We start playing and people are dancing and screaming. There’s a guy who looks like our friend Peter back in Athens who turns out to be someone named Jon Slade. People in Brighton like to give him hugs, but I just shake his hand and tell him it’s really nice to meet him. Everything at this point is starting to become a blur. I’m either catatonic or ranting. But everyone says the show was great. We go back to Russell’s flat and sleep fitfully for six or so hours before the alarm goes off. No sooner are we awake than Bob from Shrag answers his phone. Andy’s father passed away in the night and he may have to miss the tour. There are countless things in this world that are more important than music; a death in the family is one of them. But as I’m sitting there listening to the conversation, I can’t help wondering if the tour is over before it’s even started. Bob gets off the phone and tells us that Andy’s going to give us a call. Desperate, we offer Brigette and/or Jesse as a possible solution, even though it will double their workload. It’s trying to be helpful, trying to make things work, trying to keep things from slipping away. It’s something we’ve grown accustomed to in our three years or so of existence. Shrag, to their credit, agree to our offer, and we’re soon heading north to play London Popfest.

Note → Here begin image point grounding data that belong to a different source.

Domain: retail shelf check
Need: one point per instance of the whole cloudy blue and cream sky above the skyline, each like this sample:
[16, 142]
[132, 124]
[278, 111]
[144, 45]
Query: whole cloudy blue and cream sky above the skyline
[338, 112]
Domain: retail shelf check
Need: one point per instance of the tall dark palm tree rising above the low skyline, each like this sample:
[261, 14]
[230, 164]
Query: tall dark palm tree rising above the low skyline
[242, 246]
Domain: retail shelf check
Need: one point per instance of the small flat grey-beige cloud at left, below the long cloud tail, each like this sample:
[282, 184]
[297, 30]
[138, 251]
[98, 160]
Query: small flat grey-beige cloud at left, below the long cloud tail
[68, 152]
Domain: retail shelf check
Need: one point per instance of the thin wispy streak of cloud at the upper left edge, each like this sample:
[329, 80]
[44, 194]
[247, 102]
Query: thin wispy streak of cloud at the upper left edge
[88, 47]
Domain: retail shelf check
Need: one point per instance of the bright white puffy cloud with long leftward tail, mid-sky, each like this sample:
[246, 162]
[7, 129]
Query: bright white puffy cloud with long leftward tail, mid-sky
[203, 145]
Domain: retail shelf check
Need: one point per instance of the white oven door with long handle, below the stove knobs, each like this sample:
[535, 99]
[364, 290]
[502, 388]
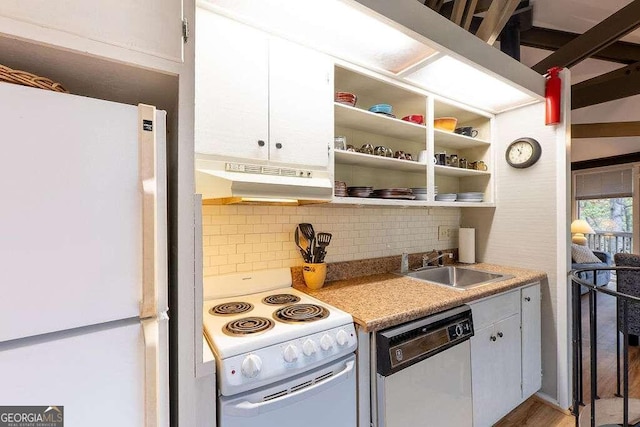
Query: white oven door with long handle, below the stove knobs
[320, 398]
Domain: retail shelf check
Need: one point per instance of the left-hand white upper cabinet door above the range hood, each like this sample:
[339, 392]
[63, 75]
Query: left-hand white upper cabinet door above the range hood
[232, 88]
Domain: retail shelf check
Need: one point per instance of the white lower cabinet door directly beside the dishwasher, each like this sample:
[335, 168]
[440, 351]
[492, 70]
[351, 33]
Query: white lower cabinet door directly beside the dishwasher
[495, 371]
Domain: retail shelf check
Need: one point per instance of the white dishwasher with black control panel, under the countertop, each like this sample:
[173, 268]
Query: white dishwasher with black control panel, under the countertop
[423, 373]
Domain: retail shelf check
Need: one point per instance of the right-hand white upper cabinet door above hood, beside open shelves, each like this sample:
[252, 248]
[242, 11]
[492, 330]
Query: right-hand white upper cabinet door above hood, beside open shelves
[300, 104]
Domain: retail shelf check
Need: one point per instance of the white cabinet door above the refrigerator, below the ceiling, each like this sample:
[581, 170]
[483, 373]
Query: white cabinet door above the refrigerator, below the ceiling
[153, 27]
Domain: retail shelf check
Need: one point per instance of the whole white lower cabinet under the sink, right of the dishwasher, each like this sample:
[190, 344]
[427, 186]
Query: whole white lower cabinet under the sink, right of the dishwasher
[505, 353]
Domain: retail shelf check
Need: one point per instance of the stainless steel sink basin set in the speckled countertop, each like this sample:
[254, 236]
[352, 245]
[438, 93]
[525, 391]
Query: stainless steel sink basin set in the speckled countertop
[457, 277]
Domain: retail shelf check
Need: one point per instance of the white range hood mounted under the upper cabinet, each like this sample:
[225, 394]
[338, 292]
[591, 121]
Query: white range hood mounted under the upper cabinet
[228, 182]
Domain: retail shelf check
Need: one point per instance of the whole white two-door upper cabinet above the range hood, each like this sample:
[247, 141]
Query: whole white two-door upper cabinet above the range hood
[259, 97]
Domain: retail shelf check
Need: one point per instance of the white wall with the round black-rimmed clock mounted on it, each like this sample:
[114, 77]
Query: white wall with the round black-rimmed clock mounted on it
[524, 230]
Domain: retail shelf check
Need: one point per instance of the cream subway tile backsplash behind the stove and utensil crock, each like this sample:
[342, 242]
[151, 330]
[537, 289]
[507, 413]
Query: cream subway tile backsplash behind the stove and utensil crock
[247, 238]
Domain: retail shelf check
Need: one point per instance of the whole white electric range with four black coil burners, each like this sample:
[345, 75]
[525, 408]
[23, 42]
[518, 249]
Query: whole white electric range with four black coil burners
[282, 356]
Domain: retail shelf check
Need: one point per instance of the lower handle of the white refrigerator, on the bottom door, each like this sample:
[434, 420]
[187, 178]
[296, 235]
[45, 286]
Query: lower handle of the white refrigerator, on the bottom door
[152, 390]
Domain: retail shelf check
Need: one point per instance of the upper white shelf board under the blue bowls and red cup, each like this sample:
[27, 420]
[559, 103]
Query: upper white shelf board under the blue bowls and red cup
[356, 118]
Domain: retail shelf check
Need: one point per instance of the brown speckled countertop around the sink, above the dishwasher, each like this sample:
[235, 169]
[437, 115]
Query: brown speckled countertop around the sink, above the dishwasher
[380, 301]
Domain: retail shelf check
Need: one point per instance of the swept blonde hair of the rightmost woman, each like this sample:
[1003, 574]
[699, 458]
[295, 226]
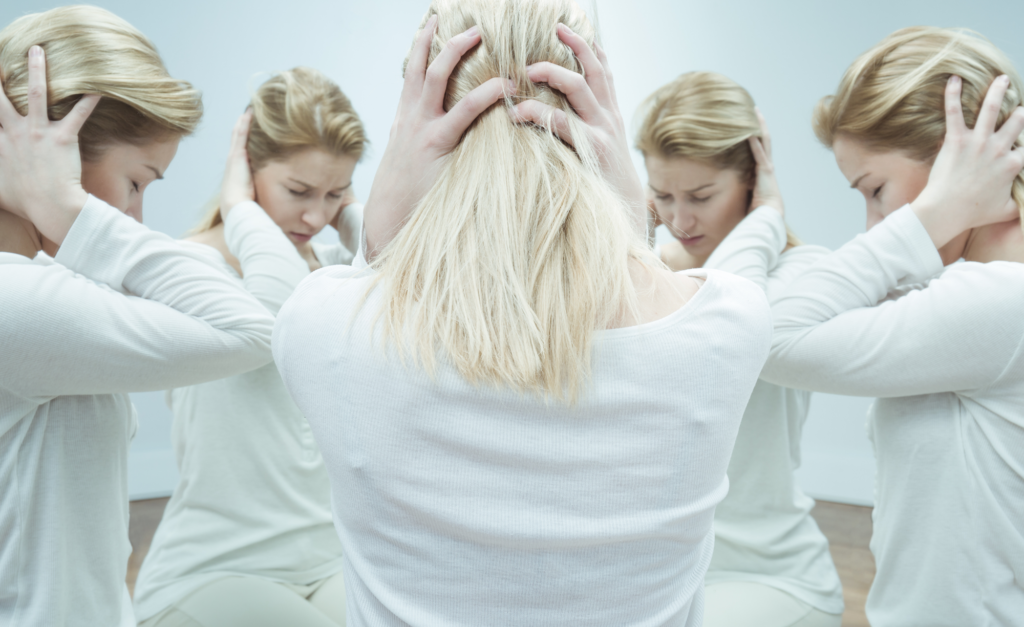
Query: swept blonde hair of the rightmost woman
[893, 97]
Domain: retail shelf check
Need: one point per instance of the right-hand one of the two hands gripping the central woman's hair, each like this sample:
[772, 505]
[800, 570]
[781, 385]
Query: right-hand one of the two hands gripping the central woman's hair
[593, 99]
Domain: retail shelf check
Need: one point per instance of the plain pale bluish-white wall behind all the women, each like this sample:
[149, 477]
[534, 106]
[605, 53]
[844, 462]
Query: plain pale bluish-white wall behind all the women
[788, 55]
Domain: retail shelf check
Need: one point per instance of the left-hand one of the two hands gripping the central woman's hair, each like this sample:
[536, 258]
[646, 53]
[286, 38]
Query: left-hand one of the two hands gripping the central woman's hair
[423, 134]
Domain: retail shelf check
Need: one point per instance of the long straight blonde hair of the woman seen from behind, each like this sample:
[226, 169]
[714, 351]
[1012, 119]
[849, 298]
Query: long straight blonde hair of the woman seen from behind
[521, 250]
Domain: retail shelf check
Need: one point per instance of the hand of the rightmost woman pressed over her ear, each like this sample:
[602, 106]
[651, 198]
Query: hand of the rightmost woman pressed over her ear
[970, 184]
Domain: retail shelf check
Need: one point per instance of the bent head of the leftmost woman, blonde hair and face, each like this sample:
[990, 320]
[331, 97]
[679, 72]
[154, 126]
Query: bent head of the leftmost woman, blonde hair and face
[133, 136]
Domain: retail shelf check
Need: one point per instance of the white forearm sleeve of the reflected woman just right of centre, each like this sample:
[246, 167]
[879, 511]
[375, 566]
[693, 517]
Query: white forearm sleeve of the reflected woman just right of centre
[753, 248]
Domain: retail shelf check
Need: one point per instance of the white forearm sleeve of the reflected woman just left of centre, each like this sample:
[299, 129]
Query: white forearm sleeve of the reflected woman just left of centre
[272, 267]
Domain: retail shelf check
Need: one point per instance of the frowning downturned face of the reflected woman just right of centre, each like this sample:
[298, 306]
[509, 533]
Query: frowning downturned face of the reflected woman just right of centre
[700, 204]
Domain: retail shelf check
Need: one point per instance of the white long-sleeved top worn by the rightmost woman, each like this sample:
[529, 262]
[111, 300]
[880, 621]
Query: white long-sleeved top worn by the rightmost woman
[947, 360]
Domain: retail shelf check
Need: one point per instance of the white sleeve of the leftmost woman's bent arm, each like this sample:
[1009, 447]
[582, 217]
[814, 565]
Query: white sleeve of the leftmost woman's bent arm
[123, 310]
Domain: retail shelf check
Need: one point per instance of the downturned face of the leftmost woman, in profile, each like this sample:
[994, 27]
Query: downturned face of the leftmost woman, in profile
[122, 174]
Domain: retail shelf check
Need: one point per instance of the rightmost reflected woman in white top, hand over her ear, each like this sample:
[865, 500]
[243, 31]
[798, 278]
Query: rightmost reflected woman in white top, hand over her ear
[891, 315]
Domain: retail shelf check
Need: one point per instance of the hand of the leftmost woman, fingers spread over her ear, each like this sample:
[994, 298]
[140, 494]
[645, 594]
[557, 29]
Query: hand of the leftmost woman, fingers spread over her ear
[40, 163]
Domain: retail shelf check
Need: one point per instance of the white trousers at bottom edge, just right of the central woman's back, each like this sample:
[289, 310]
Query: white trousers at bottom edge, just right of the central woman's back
[753, 605]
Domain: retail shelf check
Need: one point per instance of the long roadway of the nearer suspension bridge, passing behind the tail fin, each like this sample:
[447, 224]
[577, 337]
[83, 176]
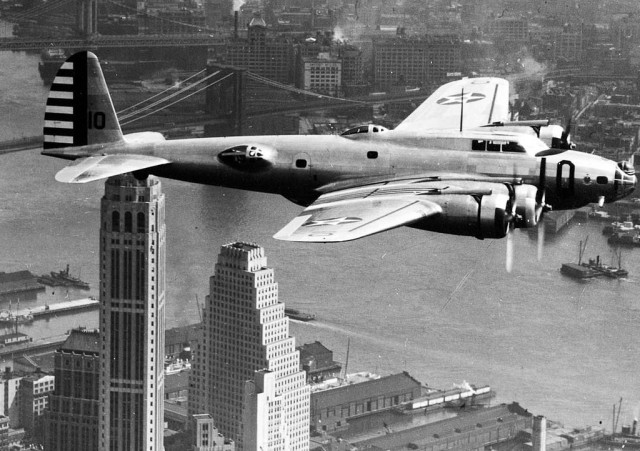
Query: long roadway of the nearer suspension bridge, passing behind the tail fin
[32, 142]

Some of us at least. Shrag needs us to drive some of their equipment up to London, which doesn’t leave room in the car for three of us. So they take the train up with Bob. Brigette and I drive to the show ourselves and we all meet up at The Grosvenor pub just north of Brixton. We go looking for dinner and quickly recognize we’re in a bad neighborhood, so everyone heads back to the pub and Mike and I, the largest and most street-wise of the Tunabunny party, head off and bring a pizza back for everyone. The Popfest gig is wonderful, getting to see Brigette and Jesse drum together. And our set is a rush of giggles and devastation. We get called back for the second encore we’ve ever done, though not before I jokingly ask if this is the famous English sarcasm coming out. We sell shitloads of records and are feeling great. Helen does the worst job of navigating me back to her flat imaginable, but it still manages to be hilarious fun. We meet Brigette and Steph there and we all stay up talking until three in the morning, which turns out to be a colossal mistake on my part.